I obviously don’t have the good oil on the state of trade negotiations. I thought it was a dead cert that the Trans-Pacific Partnership was going to be agreed to over the weekend in Hawaii.
I can’t say I shed a tear though. For mine, the TPP, and the series of bilateral deals Australia has struck, opens us up to all sorts of downside risks for too little upside.
First, let’s start with the benefits. These are a bit complicated. Reducing barriers preferentially may not work out to be a net benefit at all. A classic shortcoming of bilateral or regional trade deals is trade diversion.
Giving preferences to a country, or a subset of countries, means we may no longer be buying our goods and services from the cheapest supplier. Imports are diverted from the low-cost provider to a country that’s less competitive. That’s a cost to us.
Whether this is, in fact, a problem is an empirical issue. It’s why modellers are employed to do the sums on these agreements. On the whole, for agreements Australia has signed in the past, the calculations show the overall economy expanding after an FTA comes into effect, so trade diversion may not be a deal-breaker.
But these studies also show the benefits of the agreements to be small. For example, the Department of Foreign Affairs and Trade released some modelling by the Centre for International Economics in June. This showed the marquee trade agreements of the past couple of years (with Japan, Korea, and China) would boost GDP by only 0.05-0.1 per cent. That’s not GDP growth, that’s the level of GDP. To get the average effect on growth, shift the decimal point at least one place further left.

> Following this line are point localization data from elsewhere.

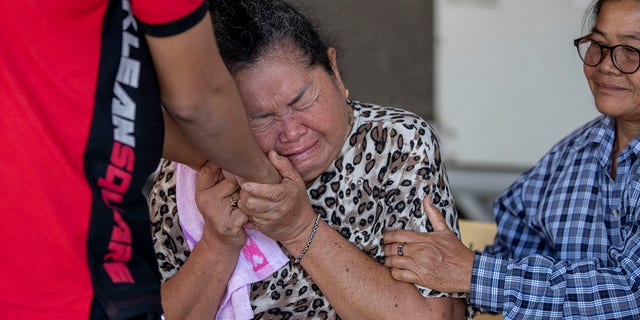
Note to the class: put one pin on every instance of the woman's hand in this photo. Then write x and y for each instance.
(281, 211)
(223, 220)
(436, 260)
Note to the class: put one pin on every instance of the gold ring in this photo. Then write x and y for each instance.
(234, 202)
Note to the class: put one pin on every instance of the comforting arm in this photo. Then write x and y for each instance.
(361, 288)
(201, 97)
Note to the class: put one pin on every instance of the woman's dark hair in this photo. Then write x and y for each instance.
(247, 29)
(593, 11)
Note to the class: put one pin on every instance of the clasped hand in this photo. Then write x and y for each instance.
(280, 211)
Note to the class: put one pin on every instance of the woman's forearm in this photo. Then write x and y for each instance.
(196, 291)
(358, 287)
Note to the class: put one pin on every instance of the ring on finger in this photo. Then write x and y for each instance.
(234, 202)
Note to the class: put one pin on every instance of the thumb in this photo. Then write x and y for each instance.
(284, 167)
(434, 215)
(207, 176)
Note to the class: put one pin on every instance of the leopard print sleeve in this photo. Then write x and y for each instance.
(168, 240)
(405, 155)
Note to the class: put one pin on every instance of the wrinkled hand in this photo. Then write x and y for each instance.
(222, 222)
(281, 211)
(436, 260)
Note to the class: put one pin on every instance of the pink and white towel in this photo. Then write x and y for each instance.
(260, 257)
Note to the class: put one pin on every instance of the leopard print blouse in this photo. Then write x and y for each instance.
(390, 161)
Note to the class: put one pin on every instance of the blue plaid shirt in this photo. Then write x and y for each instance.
(568, 243)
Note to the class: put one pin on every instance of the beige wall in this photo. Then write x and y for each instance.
(386, 48)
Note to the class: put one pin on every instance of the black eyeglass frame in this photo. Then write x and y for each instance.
(576, 43)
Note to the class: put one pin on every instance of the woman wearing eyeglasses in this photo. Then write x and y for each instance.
(568, 242)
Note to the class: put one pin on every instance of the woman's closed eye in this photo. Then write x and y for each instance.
(262, 121)
(309, 104)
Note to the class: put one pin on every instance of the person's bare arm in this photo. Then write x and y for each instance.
(356, 285)
(177, 147)
(201, 97)
(197, 289)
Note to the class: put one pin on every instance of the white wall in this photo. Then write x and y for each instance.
(508, 81)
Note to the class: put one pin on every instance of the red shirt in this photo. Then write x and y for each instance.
(81, 130)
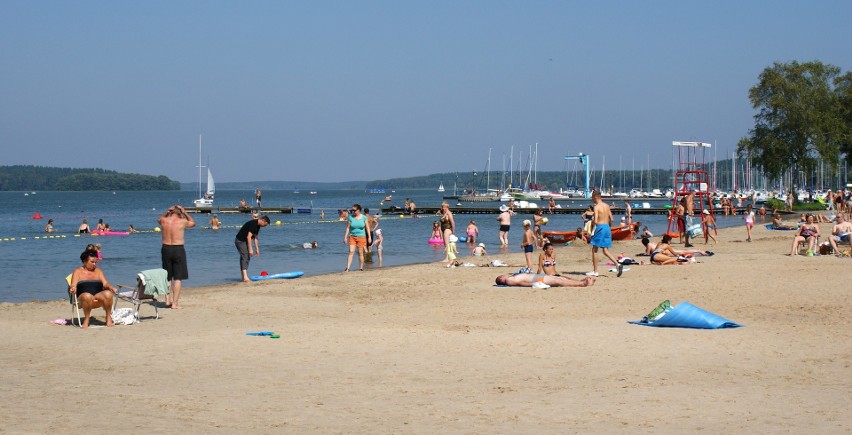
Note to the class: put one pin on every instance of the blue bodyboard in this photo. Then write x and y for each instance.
(686, 315)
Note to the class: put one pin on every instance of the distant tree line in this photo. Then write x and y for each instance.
(609, 180)
(28, 177)
(802, 124)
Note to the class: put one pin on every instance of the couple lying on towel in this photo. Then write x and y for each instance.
(540, 280)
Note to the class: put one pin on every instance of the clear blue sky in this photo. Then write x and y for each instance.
(336, 91)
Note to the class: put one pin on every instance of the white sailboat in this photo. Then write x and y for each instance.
(206, 199)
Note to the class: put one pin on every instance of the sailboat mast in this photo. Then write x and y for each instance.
(199, 166)
(488, 172)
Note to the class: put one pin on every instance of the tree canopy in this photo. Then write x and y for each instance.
(803, 115)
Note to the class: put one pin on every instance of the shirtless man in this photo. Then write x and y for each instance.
(505, 220)
(841, 232)
(173, 221)
(543, 281)
(602, 234)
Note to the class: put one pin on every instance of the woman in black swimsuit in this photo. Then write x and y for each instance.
(92, 288)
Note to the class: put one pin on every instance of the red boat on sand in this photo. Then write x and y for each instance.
(618, 233)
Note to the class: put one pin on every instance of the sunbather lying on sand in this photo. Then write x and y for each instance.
(651, 247)
(663, 254)
(543, 281)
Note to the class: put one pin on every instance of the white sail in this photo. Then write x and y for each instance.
(205, 200)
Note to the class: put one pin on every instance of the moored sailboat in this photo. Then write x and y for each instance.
(206, 199)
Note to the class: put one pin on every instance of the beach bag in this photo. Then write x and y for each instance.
(124, 316)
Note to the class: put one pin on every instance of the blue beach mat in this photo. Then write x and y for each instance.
(686, 315)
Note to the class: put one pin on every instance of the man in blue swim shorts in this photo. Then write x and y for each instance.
(601, 234)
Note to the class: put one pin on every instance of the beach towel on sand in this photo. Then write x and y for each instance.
(686, 315)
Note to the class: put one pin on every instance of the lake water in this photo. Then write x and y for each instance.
(36, 263)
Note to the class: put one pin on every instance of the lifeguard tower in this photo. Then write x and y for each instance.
(691, 177)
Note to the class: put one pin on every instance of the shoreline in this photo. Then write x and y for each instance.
(422, 348)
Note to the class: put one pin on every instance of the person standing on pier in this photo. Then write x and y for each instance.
(173, 254)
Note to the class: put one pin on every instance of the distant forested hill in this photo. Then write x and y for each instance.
(26, 177)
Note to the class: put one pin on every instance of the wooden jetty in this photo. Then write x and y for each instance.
(247, 210)
(464, 209)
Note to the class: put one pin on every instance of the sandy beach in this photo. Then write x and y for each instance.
(425, 349)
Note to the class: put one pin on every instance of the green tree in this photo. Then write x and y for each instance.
(843, 89)
(798, 118)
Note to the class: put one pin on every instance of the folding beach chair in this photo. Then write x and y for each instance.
(75, 305)
(76, 316)
(149, 285)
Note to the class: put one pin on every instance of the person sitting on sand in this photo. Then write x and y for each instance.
(543, 281)
(842, 232)
(651, 247)
(472, 232)
(479, 250)
(778, 224)
(92, 288)
(663, 254)
(547, 261)
(809, 232)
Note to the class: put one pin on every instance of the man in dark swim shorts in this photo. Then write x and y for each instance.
(173, 254)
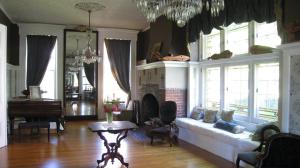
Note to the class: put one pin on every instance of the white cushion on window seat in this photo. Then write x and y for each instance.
(202, 130)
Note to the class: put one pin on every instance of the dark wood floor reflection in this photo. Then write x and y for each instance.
(80, 108)
(77, 147)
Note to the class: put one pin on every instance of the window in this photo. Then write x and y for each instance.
(236, 89)
(212, 88)
(48, 84)
(111, 88)
(267, 91)
(237, 38)
(211, 44)
(266, 34)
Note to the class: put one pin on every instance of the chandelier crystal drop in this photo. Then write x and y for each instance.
(88, 54)
(180, 11)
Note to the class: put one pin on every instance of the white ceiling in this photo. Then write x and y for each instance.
(117, 13)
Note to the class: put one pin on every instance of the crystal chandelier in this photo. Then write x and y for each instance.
(180, 11)
(88, 54)
(77, 64)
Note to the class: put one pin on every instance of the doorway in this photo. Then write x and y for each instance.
(3, 99)
(80, 79)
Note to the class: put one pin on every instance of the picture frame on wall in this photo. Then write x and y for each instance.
(35, 92)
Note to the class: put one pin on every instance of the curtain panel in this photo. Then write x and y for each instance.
(119, 57)
(39, 49)
(236, 11)
(89, 70)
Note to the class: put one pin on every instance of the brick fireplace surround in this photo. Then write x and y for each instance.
(165, 80)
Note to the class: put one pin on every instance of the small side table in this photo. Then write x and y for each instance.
(116, 127)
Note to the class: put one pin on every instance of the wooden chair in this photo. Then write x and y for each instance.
(251, 157)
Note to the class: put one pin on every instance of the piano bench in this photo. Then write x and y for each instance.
(35, 124)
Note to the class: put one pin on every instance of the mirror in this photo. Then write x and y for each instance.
(80, 79)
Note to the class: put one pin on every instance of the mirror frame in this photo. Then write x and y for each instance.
(64, 72)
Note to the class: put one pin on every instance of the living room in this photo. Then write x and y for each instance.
(234, 66)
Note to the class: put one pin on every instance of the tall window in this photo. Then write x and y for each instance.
(211, 43)
(48, 84)
(266, 34)
(237, 38)
(212, 88)
(111, 88)
(236, 89)
(267, 91)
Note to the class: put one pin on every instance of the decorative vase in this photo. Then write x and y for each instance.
(109, 117)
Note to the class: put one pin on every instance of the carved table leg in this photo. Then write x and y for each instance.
(112, 148)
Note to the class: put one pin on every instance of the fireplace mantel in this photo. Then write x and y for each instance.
(165, 80)
(163, 64)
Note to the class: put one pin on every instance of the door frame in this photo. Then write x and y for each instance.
(3, 98)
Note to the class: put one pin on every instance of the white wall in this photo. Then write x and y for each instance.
(41, 29)
(116, 34)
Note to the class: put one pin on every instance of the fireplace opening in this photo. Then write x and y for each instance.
(150, 107)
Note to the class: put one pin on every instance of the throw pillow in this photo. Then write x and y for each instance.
(227, 115)
(197, 113)
(229, 126)
(259, 127)
(210, 116)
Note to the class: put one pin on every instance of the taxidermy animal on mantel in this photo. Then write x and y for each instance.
(224, 54)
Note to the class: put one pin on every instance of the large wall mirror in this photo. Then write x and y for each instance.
(80, 79)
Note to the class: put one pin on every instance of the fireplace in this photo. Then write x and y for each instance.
(150, 107)
(161, 81)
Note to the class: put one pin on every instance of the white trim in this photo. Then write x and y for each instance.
(244, 59)
(162, 64)
(288, 51)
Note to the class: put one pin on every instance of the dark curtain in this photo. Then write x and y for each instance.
(39, 50)
(236, 11)
(118, 52)
(89, 70)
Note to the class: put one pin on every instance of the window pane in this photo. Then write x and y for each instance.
(212, 88)
(267, 91)
(212, 43)
(237, 38)
(111, 88)
(236, 90)
(266, 34)
(48, 82)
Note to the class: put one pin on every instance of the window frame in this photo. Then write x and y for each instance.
(236, 61)
(252, 26)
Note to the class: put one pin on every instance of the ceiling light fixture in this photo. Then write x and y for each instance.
(180, 11)
(88, 55)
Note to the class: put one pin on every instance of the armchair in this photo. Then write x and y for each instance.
(282, 151)
(162, 128)
(251, 157)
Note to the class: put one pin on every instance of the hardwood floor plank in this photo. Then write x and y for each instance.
(78, 147)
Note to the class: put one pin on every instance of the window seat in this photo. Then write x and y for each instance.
(219, 142)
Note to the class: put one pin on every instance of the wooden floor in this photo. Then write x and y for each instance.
(77, 147)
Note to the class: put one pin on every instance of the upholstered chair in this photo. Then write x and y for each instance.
(251, 157)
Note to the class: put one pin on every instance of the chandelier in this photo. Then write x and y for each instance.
(77, 64)
(180, 11)
(88, 54)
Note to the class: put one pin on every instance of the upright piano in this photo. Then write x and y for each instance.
(36, 109)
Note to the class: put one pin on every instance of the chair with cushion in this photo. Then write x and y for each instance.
(161, 128)
(251, 157)
(282, 151)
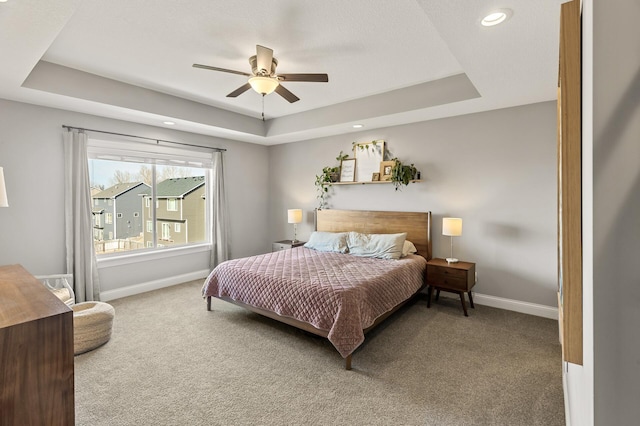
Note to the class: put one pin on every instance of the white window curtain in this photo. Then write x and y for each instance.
(218, 217)
(81, 258)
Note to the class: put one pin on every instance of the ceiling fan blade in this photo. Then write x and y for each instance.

And there are factors that may push that estimate down. You see, with these preferential trade deals, rules-of-origin requirements limit the impact. In order to gain the preferential tariff, companies need to show their goods are made in a partner country. This red tape means many companies do not bother with the preferential tariff. In a separate modelling exercise for the Australia-US Free-Trade Agreement, Philippa Dee, now of the Australian National University, conjectured that rules-of-origin requirements reduced the effect of liberalisation by at least a third.
Still, what’s the problem? Even if these agreements offer benefits that are difficult to see until the third decimal point, the benefits are probably still positive. But what about the downside risks?
Two particularly contentious provisions of the TPP, and other agreements Australia has signed, are the intellectual property and investor protection provisions. Australia is an importer of intellectual property, so strengthening protections will end up costing us. Investor protections have a dirty name after Philip Morris has claimed damages against Australia over plain-packaging laws.
Let’s start with investor protection. Presumably, those crafting the Australia-Hong Kong bilateral investment treaty, the treaty Philip Morris is using to claim damages, did not anticipate it would be used in such a way.
After all, following the signing of the Korea-Australia Free-Trade Agreement (KAFTA), Andrew Robb said “you could not have the plain-packaging exercise repeated” using provisions in KAFTA. Such a possibility, he said, had been carved out. But when Professor Luke Nottage was asked if KAFTA would prevent similar cases, he responded, “the answer is no under the current wording”. Suddenly I’m not so confident. Can we anticipate what we are agreeing to?
It’s difficult to spin any sort of increase in intellectual property protection as good for Australia. That’s perhaps why the government “does not support any proposals that would require changes to Australia’s current intellectual property arrangements”. If we do see changes arising from the TPP, I guess we can conclude the government failed.
In any case, Professor Kimberlee Weatherall, from the University of Sydney, wrote the following after studying the leaked TPP IP chapter from August 2013: “A range of big-picture questions arise as to the relationship between any TPP IP chapter and other obligations to which countries may be subject, and I’m not at all convinced we know the answers.” Again, there’s significant downside risk here.
Those with concerns about the TPP cannot be dismissed as antitrade Luddites. The Productivity Commission has voiced its concerns about the direction of Australia’s trade policy, and its free- trade bona fides cannot be questioned. The aggregate benefits to Australia’s trade policy are probably small, and the downside risks are real. We need more than tenuous reassurances. We need to seriously address these concerns. If not, we could be heading in a direction that is bad for Australia.
Leon Berkelmans is the director of the International Economy Program with the Lowy Institute.